Par leurs performances sur les terrains de National, en 2013-2014, les joueurs de Luzenac avaient validé le précieux sésame de l’accession en Ligue 2, en terminant 2e de National derrière l’US Orléans. Mais cette ascension gagnée sur les 34 matches de la saison de National n’a pas été suffisante pour attendrir les grandes instances du football français… Perdu dans la région Midi-Pyrénées, Luzenac a donc donné quelques nuits blanches aux dirigeants du football français (LFP et FFF) durant l’été. Car ces derniers ont tout fait pour que Luzenac reste un petit village connu pour ses carrières de talc plutôt que ses performances sportives.

Petit rappel : la fin du championnat de National 2013-2014 est sifflée au soir de la 34e journée, le vendredi 23 mai. Deuxième au classement avec 63 points, soit 13 de plus que le quatrième, Luzenac a réalisé une incroyable performance, terminant à seulement 2 points du champion de National. Pourtant, les festivités, pour fêter cette saison exceptionnelle du petit club Ariégeois, n’ont pas duré longtemps.

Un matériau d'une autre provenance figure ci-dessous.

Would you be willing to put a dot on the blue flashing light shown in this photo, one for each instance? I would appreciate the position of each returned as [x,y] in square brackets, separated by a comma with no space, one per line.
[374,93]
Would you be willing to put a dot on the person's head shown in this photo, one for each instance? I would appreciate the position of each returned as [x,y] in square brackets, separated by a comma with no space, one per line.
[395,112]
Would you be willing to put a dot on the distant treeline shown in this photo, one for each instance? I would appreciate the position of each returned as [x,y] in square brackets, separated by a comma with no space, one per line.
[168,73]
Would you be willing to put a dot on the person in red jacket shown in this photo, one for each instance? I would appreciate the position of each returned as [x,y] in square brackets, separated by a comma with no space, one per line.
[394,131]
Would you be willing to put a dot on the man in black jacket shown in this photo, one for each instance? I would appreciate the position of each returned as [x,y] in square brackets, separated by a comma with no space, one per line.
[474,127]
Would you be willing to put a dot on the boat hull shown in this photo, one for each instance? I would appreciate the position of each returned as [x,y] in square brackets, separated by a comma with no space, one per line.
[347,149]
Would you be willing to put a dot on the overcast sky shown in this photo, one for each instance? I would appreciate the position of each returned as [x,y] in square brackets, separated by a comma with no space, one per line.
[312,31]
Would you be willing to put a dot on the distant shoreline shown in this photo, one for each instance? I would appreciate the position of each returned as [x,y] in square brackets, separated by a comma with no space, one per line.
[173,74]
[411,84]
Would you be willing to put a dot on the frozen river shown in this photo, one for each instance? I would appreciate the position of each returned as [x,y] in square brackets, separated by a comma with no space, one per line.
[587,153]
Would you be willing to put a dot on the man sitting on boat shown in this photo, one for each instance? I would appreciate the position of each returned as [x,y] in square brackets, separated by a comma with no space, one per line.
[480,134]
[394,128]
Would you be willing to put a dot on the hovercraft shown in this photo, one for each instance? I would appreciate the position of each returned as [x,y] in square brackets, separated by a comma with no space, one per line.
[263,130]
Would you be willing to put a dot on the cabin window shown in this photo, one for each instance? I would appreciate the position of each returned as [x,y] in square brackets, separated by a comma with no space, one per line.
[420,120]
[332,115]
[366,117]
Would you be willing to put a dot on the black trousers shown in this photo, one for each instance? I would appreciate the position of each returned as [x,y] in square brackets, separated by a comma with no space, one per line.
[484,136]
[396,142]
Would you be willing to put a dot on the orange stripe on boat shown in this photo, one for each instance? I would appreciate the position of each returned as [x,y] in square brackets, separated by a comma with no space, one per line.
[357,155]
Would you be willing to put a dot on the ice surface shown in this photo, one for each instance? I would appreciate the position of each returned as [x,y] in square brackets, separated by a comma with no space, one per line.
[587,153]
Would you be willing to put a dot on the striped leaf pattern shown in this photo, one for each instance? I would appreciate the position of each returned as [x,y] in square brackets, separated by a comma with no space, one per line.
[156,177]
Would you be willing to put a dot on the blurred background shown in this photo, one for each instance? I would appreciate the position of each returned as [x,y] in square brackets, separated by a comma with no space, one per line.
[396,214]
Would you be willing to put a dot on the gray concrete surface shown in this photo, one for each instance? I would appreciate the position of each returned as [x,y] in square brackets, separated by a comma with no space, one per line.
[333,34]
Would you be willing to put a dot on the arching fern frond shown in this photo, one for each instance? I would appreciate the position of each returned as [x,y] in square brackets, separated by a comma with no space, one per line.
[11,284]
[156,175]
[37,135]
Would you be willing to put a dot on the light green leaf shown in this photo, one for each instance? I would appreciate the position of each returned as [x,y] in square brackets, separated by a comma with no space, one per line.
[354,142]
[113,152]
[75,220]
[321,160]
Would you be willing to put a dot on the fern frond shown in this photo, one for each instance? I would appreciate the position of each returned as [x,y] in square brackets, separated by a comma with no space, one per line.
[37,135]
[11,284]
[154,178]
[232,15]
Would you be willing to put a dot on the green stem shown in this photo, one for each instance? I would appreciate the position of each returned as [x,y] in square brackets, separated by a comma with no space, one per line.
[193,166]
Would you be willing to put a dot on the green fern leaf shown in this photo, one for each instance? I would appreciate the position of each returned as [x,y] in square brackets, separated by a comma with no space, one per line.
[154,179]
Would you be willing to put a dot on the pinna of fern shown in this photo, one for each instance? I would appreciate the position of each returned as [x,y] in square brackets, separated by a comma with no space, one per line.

Dès le 5 juin, la DNCG émettait un avis défavorable à la montée du LAP en Ligue 2. La douche a été froide et elle a annoncé un été plein de souci pour les dirigeants de Luzenac, que sont le président du LAP, Jérôme Ducros, et Fabien Barthez, directeur général du LAP, ainsi que des joueurs Luzenacois et de toute une population fière de ses couleurs.

Ainsi, l’été de Luzenac n’a pas été de monter une équipe compétitive, le lot normal de tout club du foot français, mais de faire valoir devant les tribunaux et autres instances administratives son droit à intégrer la Ligue 2. Droit, est-il utile de le rappeler, acquis au cours d’une saison de presque 10 mois de matches sur le rectangle vert. Pour rappeler ce fait, les dirigeants de Luzenac ont fait pas moins de 6 démarches administratives pour faire plier les hautes instances du foot français. En vain…

Petit club ! Essayez de vous rebeller et vous finirez comme Luzenac !

Et les sentences sont tombées ces derniers jours. Acte 1, le 27 août, le conseil d’administration de la Ligue de Football Professionnel a confirmé son refus de voir Luzenac évoluer en Ligue 2. Et Acte 2, mercredi 10 septembre, la décapitation finale, que l’on pourrait comparer à une sanction pour rébellion, est tombée avec le refus de la Fédération Française de Football d’accéder à la dernière requête de Luzenac d’intégrer le championnat de National. La seule alternative offerte à Luzenac a été d’évoluer en CFA2 avec, peut-être, la possibilité d’intégrer la CFA la saison prochaine. Le double message, « enfin si vous êtes sage !! », n’est presque pas caché.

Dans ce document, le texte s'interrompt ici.